AFA y la moral pragmática nacional

La crisis de la AFA ya no puede explicarse sólo por sus escándalos económicos, su dirigencia enquistada o sus decisiones opacas. El problema es más profundo: la Asociación del Fútbol Argentino se transformó en un espejo de la cultura política del país. Lo que allí ocurre no es una anomalía deportiva, sino una reproducción concentrada de los hábitos colectivos que la sociedad tolera —y en algunos casos celebra— bajo la lógica del “mientras ganemos, todo vale”.
La AFA no funciona como una organización moderna, sino como una estructura patrimonial de poder: cargos que se heredan, beneficios que se reparten entre fieles, lealtades que se compran mediante prebendas. La lógica es feudal: la institución no pertenece a los clubes, sino a quienes la controlan. No administra reglas, administra obediencias.
En este modelo, la rendición de cuentas no es un procedimiento necesario, sino una amenaza al orden interno. Lo que Max Weber definió como dominación patrimonial —un poder ejercido como extensión privada de un líder— encuentra en Viamonte 1366 uno de sus ejemplos más crudos: una legalidad apenas decorativa y una estructura política sostenida por fidelidades personales.
Ese patrón coincide casi a la perfección con la matriz de la política argentina: centralismo, opacidad, culto al líder y escaso control institucional. La AFA opera como un micro-Estado donde el poder se administra como patrimonio familiar y la ley se negocia como un recurso, no como un límite.
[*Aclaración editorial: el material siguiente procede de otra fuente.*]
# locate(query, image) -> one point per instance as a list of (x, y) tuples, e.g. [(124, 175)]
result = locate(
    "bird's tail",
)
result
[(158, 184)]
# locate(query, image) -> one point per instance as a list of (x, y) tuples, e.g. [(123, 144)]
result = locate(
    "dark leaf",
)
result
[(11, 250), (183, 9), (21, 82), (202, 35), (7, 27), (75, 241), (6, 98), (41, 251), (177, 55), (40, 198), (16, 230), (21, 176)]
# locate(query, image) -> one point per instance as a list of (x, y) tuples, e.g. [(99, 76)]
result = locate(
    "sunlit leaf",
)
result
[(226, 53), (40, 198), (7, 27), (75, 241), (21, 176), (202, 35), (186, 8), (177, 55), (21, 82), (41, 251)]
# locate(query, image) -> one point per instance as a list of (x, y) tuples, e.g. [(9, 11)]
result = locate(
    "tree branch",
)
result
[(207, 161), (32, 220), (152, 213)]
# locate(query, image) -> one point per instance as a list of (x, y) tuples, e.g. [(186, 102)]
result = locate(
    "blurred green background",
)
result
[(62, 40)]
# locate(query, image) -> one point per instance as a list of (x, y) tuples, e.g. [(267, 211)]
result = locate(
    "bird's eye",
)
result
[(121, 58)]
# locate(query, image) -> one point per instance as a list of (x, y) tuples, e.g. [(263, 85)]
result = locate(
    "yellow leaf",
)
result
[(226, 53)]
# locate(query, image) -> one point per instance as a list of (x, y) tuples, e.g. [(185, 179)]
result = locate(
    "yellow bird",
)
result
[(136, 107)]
Pero el rasgo más perturbador no reside en la cúpula, sino en la sociedad que legitima la dinámica. La Argentina construyó una moral pragmática del éxito: mientras el resultado emocional sea positivo, la ética se vuelve prescindible. El fútbol funciona como compensación simbólica frente a la vida cotidiana marcada por la precariedad, la inflación, la inseguridad. Como señaló Pierre Bourdieu, la gloria deportiva opera como capital simbólico que reemplaza lo que el Estado no provee: horizonte, identidad, orgullo colectivo.
En ese marco, la AFA deja de ser solo una institución corrupta para convertirse en un dispositivo cultural: enseña que incumplir reglas es aceptable si el éxito trae alivio. Lo mismo ocurre en la política, donde un líder eficaz se celebra más que un sistema institucional sólido. Importa ganar, no cómo se gana. Importa imponer, no justificar.
La conocida frase “roban pero hacen” no es una ocurrencia popular: es un pacto social degradado. Un contrato tácito donde la sociedad renuncia a la transparencia y entrega su exigencia de verdad a cambio de la anestesia del triunfo. Las Eliminatorias y los Mundiales cumplen así una doble función: fiesta y cortina; celebración y blindaje. Por eso, la AFA no es simplemente un foco de corrupción: es la expresión concentrada de un país que dejó de escandalizarse. Donde el desorden se gestiona, el abuso se negocia, el poder no se controla y la gloria funciona como absolución moral. El Mundial actúa como indulgencia colectiva: perdona balances turbios, arbitrajes dudosos, favores cruzados y estructuras que operan como feudos modernos.
El problema, entonces, no es solo la AFA. El problema es la cultura que la sostiene, la reproduce y la aplaude. Mientras el éxito siga funcionando como coartada moral y la ética como obstáculo, la Argentina continuará celebrando la Mano de Dios con una mano… y firmando la resignación con la otra.